As we begin a new school year Ontario, I am grateful for the opportunities I have had over the summer to read blogs, engage with other educators on Twitter and Voxer, as well as re-connect with so many friends and family members. I also learned about a whole new slew of tech tools!
The beginning of the new school year is very much like New Year’s Day. We look forward to a fresh start and make resolutions. I often hear teachers speak about the new tools they are going to try in the class this year. But I am also so keenly aware of the fact that for every tool I learn about or try, there are three others that do a similar thing. I often feel overwhelmed because I feel like in my role, I need to know the best and greatest tool.
Here is just an example of an exchange that happened on Twitter a short while ago around interactive quiz tools.
We all say, it’s not about the tool, but we get so caught up with them sometimes don’t we? The best solution of course is to focus on the learning goal and select the tool that most effectively gets the job done–even if that tool is a pen or pencil. In this case, though, all of the tools mentioned would help students create something to interact with a text, which is the learning goal.
So then, can actual let the selection of the tool become part of the learning? As Dina Moati suggests, it brings in student choice and voice, but I would add that it also allows for critical thinking. If there are a few tools that do achieve the same goal, why not have the students do the following?
- have students compare two to three tools and determine which one they would like to use;
- have students justify their responses and choose what they think is the best tool;
- reflect on their choices at the end to determine if they made the right decision;
- review the tool in the app store.
The assessment would look exactly the same as it would be based on the curriculum goals, not the tool used. What do you think?

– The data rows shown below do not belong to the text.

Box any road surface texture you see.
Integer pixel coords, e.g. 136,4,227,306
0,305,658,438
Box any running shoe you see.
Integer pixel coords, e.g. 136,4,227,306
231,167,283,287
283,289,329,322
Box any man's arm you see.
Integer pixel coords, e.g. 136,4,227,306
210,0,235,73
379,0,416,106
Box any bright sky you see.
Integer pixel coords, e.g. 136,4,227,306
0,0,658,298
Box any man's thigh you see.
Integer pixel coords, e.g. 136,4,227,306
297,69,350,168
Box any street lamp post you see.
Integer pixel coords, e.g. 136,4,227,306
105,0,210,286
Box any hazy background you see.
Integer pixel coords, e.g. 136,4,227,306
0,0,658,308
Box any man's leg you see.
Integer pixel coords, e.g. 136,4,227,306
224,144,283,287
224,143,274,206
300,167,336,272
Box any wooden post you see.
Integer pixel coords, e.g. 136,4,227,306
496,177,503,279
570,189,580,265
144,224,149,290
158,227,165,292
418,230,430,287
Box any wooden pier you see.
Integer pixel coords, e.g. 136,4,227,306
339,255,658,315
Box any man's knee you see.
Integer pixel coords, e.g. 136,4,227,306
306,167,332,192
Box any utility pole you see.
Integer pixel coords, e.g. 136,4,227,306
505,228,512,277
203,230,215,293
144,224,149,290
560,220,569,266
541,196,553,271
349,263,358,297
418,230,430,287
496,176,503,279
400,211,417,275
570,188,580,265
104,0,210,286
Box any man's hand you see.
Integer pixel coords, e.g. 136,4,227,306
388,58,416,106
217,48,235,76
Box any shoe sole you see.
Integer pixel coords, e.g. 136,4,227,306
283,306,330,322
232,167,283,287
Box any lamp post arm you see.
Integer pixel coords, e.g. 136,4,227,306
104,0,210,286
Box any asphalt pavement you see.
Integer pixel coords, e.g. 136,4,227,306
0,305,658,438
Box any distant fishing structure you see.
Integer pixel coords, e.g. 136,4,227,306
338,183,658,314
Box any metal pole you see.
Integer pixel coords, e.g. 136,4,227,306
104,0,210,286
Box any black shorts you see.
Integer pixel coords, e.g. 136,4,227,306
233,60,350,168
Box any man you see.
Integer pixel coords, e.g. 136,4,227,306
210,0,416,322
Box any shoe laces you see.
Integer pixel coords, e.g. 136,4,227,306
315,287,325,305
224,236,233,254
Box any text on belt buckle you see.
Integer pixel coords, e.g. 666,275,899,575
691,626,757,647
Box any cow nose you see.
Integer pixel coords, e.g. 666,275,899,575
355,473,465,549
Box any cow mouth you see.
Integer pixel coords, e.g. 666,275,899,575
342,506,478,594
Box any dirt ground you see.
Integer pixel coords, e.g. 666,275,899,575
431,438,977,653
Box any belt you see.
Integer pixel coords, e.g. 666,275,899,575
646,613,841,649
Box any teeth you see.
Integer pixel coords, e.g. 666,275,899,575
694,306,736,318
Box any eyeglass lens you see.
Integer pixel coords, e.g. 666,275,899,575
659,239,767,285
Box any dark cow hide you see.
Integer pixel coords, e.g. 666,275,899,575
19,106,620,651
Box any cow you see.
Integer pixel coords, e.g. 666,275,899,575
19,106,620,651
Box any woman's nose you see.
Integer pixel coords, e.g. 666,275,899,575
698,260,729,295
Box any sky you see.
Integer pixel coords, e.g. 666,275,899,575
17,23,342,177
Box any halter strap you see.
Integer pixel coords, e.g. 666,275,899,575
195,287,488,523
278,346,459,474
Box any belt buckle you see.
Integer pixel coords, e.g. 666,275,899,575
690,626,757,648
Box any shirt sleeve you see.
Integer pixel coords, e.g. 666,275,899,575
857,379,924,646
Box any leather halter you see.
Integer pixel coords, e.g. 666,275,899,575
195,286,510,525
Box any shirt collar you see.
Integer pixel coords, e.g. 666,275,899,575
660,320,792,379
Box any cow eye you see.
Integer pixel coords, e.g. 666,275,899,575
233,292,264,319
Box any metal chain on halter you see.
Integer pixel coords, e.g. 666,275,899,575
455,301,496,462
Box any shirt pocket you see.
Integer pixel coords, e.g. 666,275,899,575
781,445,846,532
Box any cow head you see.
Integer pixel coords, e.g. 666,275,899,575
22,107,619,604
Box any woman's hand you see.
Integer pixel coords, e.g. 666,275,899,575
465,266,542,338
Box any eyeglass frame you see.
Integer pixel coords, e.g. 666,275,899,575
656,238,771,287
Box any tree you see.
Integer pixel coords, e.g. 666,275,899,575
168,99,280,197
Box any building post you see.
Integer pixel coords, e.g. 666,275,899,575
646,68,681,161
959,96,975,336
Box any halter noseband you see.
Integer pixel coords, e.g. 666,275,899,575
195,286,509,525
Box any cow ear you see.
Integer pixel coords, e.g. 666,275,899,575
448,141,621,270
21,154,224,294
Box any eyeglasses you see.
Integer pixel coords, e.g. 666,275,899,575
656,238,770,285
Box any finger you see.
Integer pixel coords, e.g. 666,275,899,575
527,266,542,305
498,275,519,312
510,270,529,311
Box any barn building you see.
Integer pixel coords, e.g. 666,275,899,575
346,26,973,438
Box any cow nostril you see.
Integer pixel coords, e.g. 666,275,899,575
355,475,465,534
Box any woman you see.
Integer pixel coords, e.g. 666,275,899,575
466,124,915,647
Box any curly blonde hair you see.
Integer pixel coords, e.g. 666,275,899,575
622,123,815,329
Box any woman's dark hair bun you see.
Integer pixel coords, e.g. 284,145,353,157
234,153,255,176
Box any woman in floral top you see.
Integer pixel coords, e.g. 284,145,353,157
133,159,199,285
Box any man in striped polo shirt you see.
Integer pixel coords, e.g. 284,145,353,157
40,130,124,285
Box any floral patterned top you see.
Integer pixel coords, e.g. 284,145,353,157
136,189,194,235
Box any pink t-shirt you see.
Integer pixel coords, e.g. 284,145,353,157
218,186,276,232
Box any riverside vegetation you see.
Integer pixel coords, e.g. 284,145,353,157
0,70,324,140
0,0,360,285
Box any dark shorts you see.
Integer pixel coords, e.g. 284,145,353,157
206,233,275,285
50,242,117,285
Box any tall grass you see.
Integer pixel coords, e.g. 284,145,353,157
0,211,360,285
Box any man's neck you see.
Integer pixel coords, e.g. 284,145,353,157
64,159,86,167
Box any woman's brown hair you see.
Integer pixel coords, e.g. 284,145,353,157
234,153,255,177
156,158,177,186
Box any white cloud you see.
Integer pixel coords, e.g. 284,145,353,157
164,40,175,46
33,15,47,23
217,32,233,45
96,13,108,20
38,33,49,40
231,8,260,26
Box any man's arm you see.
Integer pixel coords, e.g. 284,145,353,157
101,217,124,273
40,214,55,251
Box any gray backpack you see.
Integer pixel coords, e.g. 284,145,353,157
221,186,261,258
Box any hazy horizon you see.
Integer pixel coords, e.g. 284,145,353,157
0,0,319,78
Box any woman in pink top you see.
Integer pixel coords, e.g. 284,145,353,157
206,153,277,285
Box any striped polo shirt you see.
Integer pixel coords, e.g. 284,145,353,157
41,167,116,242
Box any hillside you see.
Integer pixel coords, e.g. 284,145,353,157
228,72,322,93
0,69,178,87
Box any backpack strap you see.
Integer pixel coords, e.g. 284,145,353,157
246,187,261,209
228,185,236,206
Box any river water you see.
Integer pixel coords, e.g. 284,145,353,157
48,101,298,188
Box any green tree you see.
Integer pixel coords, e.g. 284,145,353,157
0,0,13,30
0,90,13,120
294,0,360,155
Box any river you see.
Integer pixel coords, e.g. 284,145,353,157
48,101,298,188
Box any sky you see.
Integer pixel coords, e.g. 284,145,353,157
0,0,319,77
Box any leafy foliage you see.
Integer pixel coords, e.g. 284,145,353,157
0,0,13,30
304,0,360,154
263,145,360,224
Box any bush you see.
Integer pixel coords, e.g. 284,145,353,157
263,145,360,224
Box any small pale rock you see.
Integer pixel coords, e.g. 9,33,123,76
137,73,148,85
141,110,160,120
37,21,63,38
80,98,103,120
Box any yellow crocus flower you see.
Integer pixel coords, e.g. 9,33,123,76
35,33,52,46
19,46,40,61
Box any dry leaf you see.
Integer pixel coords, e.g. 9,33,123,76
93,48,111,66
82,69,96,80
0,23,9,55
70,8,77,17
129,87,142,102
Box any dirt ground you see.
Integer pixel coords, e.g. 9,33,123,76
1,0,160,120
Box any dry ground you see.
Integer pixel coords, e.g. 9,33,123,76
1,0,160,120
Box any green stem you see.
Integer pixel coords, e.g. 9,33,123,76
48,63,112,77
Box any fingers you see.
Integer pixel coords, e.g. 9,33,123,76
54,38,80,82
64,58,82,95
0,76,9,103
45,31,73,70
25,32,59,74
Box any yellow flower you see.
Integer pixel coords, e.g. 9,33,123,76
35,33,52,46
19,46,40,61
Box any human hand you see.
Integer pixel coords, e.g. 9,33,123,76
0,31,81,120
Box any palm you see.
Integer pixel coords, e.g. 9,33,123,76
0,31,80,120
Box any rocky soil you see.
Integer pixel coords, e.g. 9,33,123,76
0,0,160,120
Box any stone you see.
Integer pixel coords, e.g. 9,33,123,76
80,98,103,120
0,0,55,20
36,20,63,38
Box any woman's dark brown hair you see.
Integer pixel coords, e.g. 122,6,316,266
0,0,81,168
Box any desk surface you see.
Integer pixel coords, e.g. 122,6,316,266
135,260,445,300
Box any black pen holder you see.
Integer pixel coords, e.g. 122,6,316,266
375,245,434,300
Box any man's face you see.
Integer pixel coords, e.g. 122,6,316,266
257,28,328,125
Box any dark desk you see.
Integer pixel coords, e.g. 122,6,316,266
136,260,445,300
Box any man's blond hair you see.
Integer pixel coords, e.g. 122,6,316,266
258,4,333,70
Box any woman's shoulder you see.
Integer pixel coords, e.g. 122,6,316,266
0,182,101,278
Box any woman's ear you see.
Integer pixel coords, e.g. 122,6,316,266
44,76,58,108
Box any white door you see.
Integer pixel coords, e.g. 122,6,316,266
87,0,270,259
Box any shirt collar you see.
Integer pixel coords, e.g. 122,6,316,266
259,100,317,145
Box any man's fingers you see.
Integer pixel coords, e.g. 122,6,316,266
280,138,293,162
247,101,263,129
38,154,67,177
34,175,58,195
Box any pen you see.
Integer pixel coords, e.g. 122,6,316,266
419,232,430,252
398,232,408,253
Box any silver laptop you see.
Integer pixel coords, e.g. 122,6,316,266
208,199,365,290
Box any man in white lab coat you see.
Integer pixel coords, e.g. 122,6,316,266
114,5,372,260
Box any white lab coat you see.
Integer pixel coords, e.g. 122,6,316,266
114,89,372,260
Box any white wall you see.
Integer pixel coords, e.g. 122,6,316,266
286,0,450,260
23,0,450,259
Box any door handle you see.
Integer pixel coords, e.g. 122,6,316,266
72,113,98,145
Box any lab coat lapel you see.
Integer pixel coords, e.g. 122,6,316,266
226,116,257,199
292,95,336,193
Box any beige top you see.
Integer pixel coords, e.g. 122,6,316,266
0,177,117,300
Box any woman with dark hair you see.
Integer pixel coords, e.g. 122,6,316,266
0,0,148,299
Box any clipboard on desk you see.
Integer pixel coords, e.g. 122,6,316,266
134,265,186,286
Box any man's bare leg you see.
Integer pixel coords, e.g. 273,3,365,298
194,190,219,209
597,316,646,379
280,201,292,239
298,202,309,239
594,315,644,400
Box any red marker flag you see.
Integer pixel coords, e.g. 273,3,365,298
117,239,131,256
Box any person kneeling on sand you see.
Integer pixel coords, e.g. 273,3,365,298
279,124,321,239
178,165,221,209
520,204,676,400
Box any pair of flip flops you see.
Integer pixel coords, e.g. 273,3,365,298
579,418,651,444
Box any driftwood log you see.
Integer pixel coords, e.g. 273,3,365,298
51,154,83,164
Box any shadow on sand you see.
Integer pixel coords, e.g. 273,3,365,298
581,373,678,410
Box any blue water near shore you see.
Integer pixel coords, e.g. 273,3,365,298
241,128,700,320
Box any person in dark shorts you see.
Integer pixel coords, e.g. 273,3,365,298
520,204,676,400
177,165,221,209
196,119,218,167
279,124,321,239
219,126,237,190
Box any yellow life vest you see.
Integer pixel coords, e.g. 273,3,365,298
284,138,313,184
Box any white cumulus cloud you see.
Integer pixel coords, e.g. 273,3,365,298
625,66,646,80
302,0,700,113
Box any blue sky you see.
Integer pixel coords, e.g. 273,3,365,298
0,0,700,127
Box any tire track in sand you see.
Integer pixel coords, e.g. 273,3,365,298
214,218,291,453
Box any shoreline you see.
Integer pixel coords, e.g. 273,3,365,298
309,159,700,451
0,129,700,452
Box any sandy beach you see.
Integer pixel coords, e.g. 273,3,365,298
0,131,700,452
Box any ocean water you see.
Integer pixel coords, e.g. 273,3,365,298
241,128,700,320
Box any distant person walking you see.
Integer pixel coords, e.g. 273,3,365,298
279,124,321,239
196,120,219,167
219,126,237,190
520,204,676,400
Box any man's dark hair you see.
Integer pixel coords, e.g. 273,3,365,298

“We all say, it’s not about the tool, but we get so caught up with them sometimes don’t we? ”
It is, but we become so enamoured by tools that we spend so much time learning the technology, and not enough powerful learning with technology. For example, there are three versions of the same basic technology being shared (Kahoot, Quizlet, Quiziz), but are any of them really going to create powerful learning opportunities, or are they the same thing we could have done with a ping pong paddle in the classroom? I am not against these little fun activities, but from the instances that I have seen, Kahoot isn’t transformational to the class, but just makes the same version of what we had, digital.
There are so many tools that are out there made by companies to recreate the old version of school, but it is really our thinking and reshaping of what is possible that is important. More tools to provide different opportunities for voice are important, but have the learning opportunities really changed? Have we created the “hand-in/hand-out” factory model of education, in a digital sense? A worksheet is a worksheet, whether it is on paper, or some cool tool. Once the novelty wears off, are we left with the same thing?
Thanks for sharing your thoughts. I like this comment:
“The best solution of course is to focus on the learning goal and select the tool that most effectively gets the job done–even if that tool is a pen or pencil.”
Are the learning goals changing, or should they?
Hey George,
I appreciate you taking the time to comment. I definitely agree with the fact that many of these tools can become a distraction from real learning and that they can merely provide a substitution for the same old pedagogy. When I look at my post again, I realize that perhaps I need to contextualize my thinking a little more. As a Literacy Consultant, I constantly look for ways for students to interact with text. Students need to be shown explicitly how to do this and then they need to practice. What typically happens is that the teacher assigns a text to read, provides students with a quiz or questions, students respond, and then forget about it completely because they haven’t really become engaged in that text at all. So in 100% of the cases where teachers are creating the quizzes no matter how “fun” the tool, you are right it is not transformational and for many students no more interesting or relevant either. But, if students are creating a quiz themselves based on their own understanding of a text (preferably one they’ve had a say in selecting), and sharing their quizzes with their peers, then the likelihood of them understanding the text increases exponentially. Not only that, but students need to learn how to ask better questions which a quiz tool might help them to do.
I should also have qualified that the best fit for the kind of activity I describe would most likely be the student, who in a traditional classroom is not challenged because oftentimes we teach to the middle. And so for those students, who naturally interact with text already and don’t need the extra support, learning about several tools, having the autonomy to choose to learn about one, use it, and then reflect provides an opportunity for a real-life extension and for critical thinking.
Is this the shift we need in education? Perhaps not. But a shift in the right direction, nonetheless?
I love your question, “Have learning opportunities really changed?” as well as your final question. I think these are questions we all need to ponder as we continue to be inundated with tech tools (myself included).
Thank you pushing my thinking here. Stop by any time!